CAMBRIDGE – You don’t have to be a neuroscientist to understand that your brain determines what you see at least as much as the objects of perception do. This is even more the case in the social world, which generally reflects concepts – such as freedom, democracy, corruption, or poverty – that one already has in mind. But if you are an economist, your mind has been trained to see the world through the additional layer of incentives.
Incentives are everywhere, and economics has developed a rich and subtle conceptual framework for understanding all the ways in which they might get distorted. We talk about moral hazard, adverse selection, common-pool problems, agency problems, externalities, rent-seeking, excludability, rivalry, and market power. With these concepts, economists can explain why someone might do too little of a good thing (like investing, working, or providing public goods), or too much of a bad thing (like taking reckless risks or polluting). Viewed this way, most problems in the world can be attributed to distorted incentives.

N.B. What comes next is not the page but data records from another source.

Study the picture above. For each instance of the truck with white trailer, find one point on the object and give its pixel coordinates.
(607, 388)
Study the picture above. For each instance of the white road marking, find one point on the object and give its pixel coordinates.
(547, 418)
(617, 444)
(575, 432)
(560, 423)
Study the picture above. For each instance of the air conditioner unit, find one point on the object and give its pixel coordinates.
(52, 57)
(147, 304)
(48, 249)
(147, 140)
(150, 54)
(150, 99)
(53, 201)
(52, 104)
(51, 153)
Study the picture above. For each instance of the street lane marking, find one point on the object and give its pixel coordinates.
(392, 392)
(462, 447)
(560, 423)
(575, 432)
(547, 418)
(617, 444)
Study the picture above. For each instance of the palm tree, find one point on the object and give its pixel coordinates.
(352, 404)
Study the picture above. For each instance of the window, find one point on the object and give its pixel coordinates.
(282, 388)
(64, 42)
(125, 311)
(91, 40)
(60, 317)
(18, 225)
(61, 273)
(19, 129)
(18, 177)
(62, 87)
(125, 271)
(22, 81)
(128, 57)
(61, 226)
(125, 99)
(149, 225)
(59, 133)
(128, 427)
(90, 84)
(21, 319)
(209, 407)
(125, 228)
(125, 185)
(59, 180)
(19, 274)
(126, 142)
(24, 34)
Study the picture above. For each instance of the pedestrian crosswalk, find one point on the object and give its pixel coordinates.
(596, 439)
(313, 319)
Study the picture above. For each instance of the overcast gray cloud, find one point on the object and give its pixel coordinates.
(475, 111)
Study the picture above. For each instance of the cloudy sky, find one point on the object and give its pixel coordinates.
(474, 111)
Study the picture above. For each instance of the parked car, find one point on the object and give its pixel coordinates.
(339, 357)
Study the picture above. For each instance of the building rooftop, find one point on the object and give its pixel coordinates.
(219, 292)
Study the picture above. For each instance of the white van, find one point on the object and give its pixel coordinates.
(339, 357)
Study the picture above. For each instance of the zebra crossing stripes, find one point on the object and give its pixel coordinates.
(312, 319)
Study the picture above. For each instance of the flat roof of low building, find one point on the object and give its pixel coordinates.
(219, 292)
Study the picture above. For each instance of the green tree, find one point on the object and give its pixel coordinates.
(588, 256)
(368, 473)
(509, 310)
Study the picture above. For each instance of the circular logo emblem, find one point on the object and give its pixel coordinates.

But an old proverb cautions against seeing every problem as a nail just because you are holding a hammer. Though economics can capture many of the subtleties of incentives, it has developed a relatively narrower palette with which to describe capabilities and how they grow. But capabilities clearly matter. If someone is not doing something that we as a society value, it might be because they can’t, not because they don’t want to. This weakness in economics has far-reaching implications for our understanding of economic growth and development, which is fundamentally about the social accumulation of productive capabilities.